Aurora boreal: um fenômeno mais que impressionante e brilhante!

Tema:Expedições
Autor: Redação 360 Graus
Data: 31/7/2014

A aurora boreal é um fenômeno que ocorre em altas altitudes no hemisfério norte. Ela acontece em decorrência do impacto de partículas provenientes do Sol – o chamado vento solar – com partículas na magnetosfera, a região onde partículas sofrem a influência do campo magnético terrestre. A colisão cria átomos ionizados (com mais elétrons), que emitem fótons (partículas que geram luz). O campo magnético da Terra é um obstáculo ao vento solar e o direciona, criando o formato da aurora.

Em latitudes do hemisfério norte é conhecida como aurora boreal (nome batizado por Galileu Galilei em 1619, em referência à deusa romana do amanhecer, Aurora, e ao seu filho, Bóreas, representante dos ventos nortes). Ocorre normalmente nas épocas de setembro a outubro e de março a abril. Em latitudes do hemisfério sul é conhecida como aurora austral, nome batizado por James Cook, uma referência direta ao fato de estar ao Sul.

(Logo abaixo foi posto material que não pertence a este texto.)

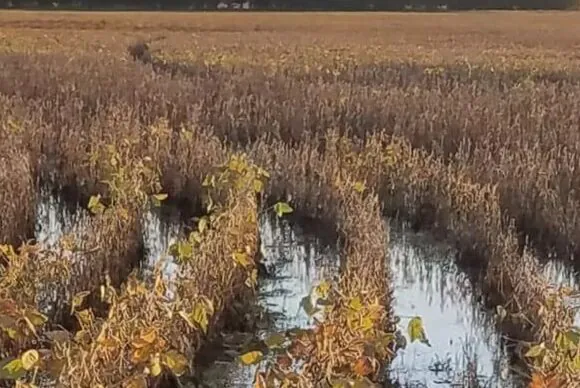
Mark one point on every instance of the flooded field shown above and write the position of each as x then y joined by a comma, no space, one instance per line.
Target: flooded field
296,262
464,348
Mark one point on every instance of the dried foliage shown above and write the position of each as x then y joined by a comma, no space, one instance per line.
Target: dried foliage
474,141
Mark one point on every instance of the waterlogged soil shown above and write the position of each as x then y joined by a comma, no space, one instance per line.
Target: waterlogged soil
561,273
464,349
296,262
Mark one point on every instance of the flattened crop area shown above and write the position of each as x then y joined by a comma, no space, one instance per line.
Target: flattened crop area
461,126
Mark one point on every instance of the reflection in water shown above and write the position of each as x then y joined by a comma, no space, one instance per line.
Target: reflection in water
464,344
54,219
562,274
296,264
159,233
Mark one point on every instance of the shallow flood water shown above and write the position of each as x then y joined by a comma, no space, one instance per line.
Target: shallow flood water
562,274
465,348
296,263
426,283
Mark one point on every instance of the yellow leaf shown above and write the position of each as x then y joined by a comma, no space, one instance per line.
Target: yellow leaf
186,318
355,304
251,358
199,316
416,330
160,197
242,259
149,336
141,355
359,187
36,318
11,369
29,359
155,367
258,186
176,362
78,299
136,382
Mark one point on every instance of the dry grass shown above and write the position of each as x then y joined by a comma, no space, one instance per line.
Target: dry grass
461,125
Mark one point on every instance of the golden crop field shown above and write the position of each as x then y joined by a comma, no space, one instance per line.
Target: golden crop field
466,125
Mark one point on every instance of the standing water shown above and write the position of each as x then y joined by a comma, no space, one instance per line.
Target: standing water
296,263
464,349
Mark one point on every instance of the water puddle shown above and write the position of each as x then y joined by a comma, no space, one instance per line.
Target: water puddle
465,349
161,228
562,274
295,263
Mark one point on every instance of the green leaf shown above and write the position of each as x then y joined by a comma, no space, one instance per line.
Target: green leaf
282,208
11,369
251,358
536,351
416,331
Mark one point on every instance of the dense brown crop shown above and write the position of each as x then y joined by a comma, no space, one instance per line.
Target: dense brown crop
466,124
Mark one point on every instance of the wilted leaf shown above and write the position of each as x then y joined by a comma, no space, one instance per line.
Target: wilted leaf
199,316
141,354
29,359
258,186
155,367
322,289
309,308
95,206
282,208
362,367
355,304
536,351
242,259
202,225
252,279
160,197
501,312
58,336
136,382
417,331
176,362
11,369
275,340
251,358
359,187
149,336
78,300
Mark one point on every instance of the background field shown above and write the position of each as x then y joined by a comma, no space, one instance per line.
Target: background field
463,124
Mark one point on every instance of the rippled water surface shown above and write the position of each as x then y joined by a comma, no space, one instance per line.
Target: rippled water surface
464,345
426,282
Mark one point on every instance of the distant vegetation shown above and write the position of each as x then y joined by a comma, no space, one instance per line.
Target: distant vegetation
465,125
392,5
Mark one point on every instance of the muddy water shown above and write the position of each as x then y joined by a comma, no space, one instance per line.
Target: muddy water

O fenômeno não é exclusivo somente à Terra, sendo também observável em outros planetas do sistema solar como Júpiter, Saturno, Marte e Vênus. Da mesma maneira, o fenômeno não é exclusivo da natureza, sendo também reproduzível artificialmente através de explosões nucleares ou em laboratório.

Origem das Auroras Boreais

Sua origem está em explosões de energia magnética que ocorrem a um terço da distância entre a Terra e a Lua, explosões estas que alimentam "sub-tempestades" que causam brilhos repentinos e rápidos movimentos da Aurora Boreal, também conhecidas como Luzes do Norte (Ártico) e Luzes do Sul (Antártica).

O elemento fundamental do fenômeno é um processo chamado reconexão magnética, um processo bastante comum e que ocorre por todo o Universo quando linhas de campos magnéticos sob pressão assumem repentinamente um novo formato, tal como uma borracha que tenha sido esticada além do seu ponto de ruptura.

A aurora aparece tipicamente tanto como um brilho difuso quanto como uma cortina estendida em sentido horizontal. Algumas vezes são formados arcos que podem mudar de forma constantemente. Cada cortina consiste de vários raios paralelos e alinhados na direção das linhas do campo magnético, sugerindo que o fenômeno no nosso planeta está alinhado com o campo magnético terrestre. Da mesma forma a junção de diversos fatores pode levar à formação de linhas aurorais de tonalidades de cor específicas.

Efeitos das tempestades espaciais

A descoberta tem grande interesse para a indústria de telecomunicações e de distribuição de energia elétrica. As sub-tempestades freqüentemente acompanham intensas tempestades espaciais que podem interromper as comunicações de rádio e os sinais de GPS, além de causar quedas no fornecimento de energia.